Well last week I was debating on whether to buy a demi-jon or not. I did not. As luck would have it I picked up an old one today for free. The plastic basket was so old and brittle, it just crumbled every time I touched it. This is not the blown glass type I see today like Joe had but it is molded glass with seams on the side. Plus the shoulders are more square rather than balloon shaped. No idea how old it is but it was never used and still had the paper plug in the neck. My second thought was to give it to my wife for a terrarium, but this is heavier glass then the one you buy today so the second though only lasted just as long.


----------



## BobF (Dec 14, 2012)

Hey, that's cool looking! 15g?


----------



## Pumpkinman (Dec 14, 2012)

Nice score!!!


----------



## tonyt (Dec 15, 2012)

With privilege comes responsibility . . . Keep it full.


----------



## Runningwolf (Dec 15, 2012)

Well, Tony the biggest challenge won't be keeping it full, but placement of it. I have three carboys of Cab Merlot to put in it in a few weeks. It will certainly be on a furniture dolly on the floor.


----------



## Rocky (Dec 15, 2012)

That is a major score, Dan. I think you have one of those 12 gallon pyrex carboys that I see on eBay for anywhere from $175 to $295.


----------



## ibglowin (Dec 15, 2012)

Nice score can you purchase the rubber covers to fit this bad boy?


----------



## oldwhiskers (Dec 15, 2012)

Nice, it will make a nice bulk aging container.


----------



## Bailey (Dec 15, 2012)

For a 'shock resistant' coating you can use brush on tile waterproofing compound ( red guard or green guard - different brands of the basic same product.) It's not see through but for the bottom may be a saver. It will scrape off with a razor if you ever want to remove it.


----------



## Runningwolf (Dec 15, 2012)

I will check the size when I fill with a meta/citric solution. Right now I have oxy-clean soaking in it. It is crystal clear/clean. Mike we sell every size of rubber bungs there is (solid and with center hole) so getting the right one is no problem. 

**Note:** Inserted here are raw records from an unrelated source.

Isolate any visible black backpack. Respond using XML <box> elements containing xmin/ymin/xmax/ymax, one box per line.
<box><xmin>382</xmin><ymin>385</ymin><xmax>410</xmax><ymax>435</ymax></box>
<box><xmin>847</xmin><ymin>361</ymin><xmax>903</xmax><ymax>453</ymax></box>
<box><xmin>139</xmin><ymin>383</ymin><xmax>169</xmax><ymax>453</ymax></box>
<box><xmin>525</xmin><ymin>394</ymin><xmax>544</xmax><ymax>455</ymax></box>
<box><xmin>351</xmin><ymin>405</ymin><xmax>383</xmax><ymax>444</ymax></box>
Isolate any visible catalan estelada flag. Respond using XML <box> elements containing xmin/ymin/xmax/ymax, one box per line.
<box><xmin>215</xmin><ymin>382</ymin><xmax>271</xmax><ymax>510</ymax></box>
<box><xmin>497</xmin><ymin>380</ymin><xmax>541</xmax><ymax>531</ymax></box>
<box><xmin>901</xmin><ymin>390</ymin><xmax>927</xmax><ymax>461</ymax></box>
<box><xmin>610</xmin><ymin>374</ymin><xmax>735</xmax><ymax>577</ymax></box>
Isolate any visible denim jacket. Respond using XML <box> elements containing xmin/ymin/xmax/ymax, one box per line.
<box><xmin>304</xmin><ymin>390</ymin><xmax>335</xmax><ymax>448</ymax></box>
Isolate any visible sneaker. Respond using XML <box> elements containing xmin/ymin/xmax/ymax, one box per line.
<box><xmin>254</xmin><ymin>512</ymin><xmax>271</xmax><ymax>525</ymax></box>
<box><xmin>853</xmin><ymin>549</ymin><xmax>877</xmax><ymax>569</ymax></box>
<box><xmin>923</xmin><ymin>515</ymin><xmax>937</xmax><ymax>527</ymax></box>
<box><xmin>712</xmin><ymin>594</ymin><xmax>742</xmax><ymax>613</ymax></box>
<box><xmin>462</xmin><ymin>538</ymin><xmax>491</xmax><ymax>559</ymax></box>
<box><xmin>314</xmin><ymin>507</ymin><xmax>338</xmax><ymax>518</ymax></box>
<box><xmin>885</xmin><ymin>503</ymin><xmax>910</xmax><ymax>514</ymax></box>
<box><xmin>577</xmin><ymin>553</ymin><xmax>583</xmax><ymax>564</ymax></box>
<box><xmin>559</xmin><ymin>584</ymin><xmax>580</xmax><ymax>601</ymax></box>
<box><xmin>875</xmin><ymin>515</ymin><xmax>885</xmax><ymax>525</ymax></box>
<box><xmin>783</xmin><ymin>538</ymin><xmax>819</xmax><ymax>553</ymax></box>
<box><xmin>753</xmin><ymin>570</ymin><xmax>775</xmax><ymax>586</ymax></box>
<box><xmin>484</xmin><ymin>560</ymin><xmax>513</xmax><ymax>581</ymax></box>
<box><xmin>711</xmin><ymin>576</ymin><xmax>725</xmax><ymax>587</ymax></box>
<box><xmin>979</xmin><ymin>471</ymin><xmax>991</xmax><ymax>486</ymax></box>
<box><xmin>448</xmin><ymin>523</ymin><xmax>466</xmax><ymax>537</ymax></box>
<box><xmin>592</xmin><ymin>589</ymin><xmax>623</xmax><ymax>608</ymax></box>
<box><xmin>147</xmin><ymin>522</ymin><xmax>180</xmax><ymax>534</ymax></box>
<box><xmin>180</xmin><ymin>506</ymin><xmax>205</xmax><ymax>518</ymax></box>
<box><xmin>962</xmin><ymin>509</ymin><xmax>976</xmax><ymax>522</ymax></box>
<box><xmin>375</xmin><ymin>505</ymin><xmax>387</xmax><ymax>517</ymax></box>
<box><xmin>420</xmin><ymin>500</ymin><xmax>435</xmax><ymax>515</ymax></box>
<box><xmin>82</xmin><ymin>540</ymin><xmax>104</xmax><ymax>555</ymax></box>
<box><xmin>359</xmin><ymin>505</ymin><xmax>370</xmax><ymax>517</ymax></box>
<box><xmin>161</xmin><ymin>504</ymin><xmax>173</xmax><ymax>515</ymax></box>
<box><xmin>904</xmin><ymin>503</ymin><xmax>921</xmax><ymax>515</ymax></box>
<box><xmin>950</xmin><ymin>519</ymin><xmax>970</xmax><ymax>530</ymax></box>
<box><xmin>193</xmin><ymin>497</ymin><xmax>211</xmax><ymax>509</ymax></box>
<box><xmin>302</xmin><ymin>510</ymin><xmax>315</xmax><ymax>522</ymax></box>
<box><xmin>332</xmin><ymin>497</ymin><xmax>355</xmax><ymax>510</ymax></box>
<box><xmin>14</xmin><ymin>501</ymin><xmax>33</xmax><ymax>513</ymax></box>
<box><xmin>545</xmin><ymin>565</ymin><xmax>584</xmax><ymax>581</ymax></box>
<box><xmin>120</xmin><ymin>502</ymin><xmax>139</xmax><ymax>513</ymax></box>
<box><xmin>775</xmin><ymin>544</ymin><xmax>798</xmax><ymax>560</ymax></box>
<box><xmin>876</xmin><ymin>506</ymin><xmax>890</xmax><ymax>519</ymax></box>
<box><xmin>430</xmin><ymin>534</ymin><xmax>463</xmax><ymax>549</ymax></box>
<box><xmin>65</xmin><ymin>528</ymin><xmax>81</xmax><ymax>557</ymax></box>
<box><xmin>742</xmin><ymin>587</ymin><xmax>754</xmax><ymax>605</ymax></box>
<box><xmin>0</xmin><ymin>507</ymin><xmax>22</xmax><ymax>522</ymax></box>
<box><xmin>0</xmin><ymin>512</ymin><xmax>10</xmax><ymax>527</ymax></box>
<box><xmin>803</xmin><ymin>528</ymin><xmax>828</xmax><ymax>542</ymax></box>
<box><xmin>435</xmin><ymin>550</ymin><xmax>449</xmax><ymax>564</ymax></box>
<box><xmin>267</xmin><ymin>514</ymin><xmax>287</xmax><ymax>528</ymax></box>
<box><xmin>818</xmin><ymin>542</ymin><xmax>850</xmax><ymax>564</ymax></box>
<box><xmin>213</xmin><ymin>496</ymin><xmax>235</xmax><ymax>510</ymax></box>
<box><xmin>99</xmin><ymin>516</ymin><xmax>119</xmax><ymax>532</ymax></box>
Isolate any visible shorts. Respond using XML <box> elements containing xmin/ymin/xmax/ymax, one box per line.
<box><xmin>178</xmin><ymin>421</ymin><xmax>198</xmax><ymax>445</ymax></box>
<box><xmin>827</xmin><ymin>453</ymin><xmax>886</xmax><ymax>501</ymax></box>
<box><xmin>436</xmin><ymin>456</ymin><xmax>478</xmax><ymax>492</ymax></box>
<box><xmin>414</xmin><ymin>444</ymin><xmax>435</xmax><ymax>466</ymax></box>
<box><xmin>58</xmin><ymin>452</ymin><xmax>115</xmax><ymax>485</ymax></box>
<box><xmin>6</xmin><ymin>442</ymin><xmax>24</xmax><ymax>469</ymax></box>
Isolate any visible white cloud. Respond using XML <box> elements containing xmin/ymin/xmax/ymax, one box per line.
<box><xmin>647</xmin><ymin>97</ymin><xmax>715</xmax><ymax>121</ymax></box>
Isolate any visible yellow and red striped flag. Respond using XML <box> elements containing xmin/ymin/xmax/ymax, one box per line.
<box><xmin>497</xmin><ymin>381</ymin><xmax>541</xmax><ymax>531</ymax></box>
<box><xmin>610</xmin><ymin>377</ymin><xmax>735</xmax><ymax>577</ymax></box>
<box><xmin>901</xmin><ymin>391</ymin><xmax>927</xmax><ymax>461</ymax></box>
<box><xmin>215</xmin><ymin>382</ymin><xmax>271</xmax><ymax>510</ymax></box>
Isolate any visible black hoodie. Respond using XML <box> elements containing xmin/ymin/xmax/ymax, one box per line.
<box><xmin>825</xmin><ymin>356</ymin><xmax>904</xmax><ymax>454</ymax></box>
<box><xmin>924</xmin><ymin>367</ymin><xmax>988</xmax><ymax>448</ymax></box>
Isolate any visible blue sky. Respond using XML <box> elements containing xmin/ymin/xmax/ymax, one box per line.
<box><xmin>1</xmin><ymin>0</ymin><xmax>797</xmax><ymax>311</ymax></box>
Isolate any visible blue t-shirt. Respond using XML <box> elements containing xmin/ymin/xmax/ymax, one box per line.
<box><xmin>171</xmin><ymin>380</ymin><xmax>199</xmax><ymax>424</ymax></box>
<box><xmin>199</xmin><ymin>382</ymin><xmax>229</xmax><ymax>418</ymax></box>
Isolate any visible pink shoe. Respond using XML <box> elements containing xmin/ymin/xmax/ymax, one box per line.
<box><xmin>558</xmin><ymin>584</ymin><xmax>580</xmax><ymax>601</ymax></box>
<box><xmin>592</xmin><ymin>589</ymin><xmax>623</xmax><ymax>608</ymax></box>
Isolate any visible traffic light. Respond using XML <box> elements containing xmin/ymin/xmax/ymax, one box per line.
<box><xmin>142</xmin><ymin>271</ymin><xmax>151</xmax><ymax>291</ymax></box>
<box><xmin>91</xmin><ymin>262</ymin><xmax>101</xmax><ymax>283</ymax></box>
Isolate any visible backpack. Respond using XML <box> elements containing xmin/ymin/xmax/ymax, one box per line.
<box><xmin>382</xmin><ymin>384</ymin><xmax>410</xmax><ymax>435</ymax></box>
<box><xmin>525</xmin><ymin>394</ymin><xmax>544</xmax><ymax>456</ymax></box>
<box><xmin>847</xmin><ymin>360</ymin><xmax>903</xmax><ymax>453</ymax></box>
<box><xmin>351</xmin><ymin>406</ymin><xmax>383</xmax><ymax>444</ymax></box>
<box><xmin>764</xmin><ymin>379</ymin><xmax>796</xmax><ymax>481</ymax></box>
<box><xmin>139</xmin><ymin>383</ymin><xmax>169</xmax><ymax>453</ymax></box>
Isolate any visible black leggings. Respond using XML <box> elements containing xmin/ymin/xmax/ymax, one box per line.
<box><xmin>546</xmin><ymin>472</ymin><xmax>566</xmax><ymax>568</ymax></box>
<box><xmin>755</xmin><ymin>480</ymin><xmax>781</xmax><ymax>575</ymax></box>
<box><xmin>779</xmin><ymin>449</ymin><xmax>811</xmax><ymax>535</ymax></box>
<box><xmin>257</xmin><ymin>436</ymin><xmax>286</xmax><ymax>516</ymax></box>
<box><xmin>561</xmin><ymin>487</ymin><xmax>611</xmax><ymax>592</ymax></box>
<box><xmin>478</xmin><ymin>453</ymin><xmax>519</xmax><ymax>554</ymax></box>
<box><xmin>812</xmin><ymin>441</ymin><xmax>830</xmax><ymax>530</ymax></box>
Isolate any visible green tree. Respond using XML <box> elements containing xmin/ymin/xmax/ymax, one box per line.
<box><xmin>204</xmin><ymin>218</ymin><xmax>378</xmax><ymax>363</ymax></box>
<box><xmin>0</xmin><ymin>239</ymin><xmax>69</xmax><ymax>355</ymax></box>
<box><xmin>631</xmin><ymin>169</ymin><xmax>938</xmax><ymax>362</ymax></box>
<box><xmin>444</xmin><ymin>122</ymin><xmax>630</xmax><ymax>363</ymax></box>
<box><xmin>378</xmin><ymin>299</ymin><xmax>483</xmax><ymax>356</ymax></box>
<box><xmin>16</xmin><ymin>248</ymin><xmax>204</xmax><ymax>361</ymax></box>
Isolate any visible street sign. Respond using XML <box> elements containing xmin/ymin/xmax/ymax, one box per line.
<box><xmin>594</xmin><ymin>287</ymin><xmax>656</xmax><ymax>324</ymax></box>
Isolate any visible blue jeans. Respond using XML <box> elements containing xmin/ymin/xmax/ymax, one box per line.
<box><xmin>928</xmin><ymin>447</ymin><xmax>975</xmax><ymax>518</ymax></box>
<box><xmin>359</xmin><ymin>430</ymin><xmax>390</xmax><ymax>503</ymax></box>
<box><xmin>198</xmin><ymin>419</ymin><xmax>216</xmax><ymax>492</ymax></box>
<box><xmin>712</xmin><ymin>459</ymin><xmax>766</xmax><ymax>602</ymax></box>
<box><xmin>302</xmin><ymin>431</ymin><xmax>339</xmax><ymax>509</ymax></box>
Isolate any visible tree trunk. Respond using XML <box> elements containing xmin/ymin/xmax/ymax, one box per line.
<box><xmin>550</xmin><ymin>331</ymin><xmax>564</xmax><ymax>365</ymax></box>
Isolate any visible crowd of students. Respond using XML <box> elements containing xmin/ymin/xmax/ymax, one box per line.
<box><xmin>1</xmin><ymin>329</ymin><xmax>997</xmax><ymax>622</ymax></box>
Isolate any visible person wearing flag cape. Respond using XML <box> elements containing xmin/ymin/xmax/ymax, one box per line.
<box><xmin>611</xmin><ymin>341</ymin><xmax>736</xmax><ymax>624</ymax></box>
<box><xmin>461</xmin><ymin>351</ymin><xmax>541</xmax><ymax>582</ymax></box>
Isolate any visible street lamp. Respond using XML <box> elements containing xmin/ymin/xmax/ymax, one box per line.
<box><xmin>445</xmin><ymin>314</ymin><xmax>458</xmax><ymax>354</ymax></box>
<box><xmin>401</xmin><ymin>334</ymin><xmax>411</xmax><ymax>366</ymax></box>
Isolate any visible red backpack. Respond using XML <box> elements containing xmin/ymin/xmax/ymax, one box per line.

I'm not so sure if the basket was good if I would have left it on. I want to see the wine and how it's progressing. I will never be sitting on a concrete floor so no worries about protecting the base of it. I take pretty extreme precautions when it comes to protecting my carboys.


----------



## pjd (Dec 15, 2012)

Very nice Dan!


----------



## tonyt (Dec 15, 2012)

Runningwolf said:


> Well, Tony the biggest challenge won't be keeping it full, but placement of it.


I hear you . . . I have 7 carboys and a small barrel in my wife's kitchen, saint that she is! I've always thought that it was a demijohn that separates you men from us boys.


----------



## Julie (Dec 16, 2012)

Sweet deal!!!!! Congrats.


----------



## K-9 (Dec 16, 2012)

I did score with Demi yesterday and she did have nice equipment!


(sorry - could not pass that one up...) [just a joke people...]


----------



## grapeman (Dec 16, 2012)

Why you little :: there K-9. Tell us "Moore" about Demi.


----------



## K-9 (Dec 16, 2012)

less means 'Moore'!


----------



## Runningwolf (Dec 16, 2012)

Well the demijon measure out to be arounf 12-13 gallons. After soaking in oxy-clean over night and meta/citric today it is now filled with port. The port sugar level is 8.5% and fortified to 19%abv with oak infused spirits. After mixing it all up and tasting I felt it was still lacking in oak so I added about 4 cups of med French. 

Yes I know it's not topped off. There is a layer of Argon in there, besides a bit of oxidation is a good thing in Port.


----------



## K-9 (Dec 16, 2012)

wow - nice!


----------



## JohnT (Dec 17, 2012)

Dan, 

That is really cool. "Bigger is Better"! Of course, now we need to get you to the next step... VC SS TANK!!!!! (LOL).

How much did it cost you (if it is OK to aks)? 


johnT.


----------



## ibglowin (Dec 17, 2012)

What kind of Port?

OK you had me at PORT!


----------



## Runningwolf (Dec 17, 2012)

John, it was a freebe 

Mike this is a port blend from Walkers. They're keeping the blend a secret but I believe there were a few whites and reds blended along with some cherry. I'm thinking of making my own blend next year with some Chilean juice...all right I'm not thinking about it. It's in the experimental stage right now.


----------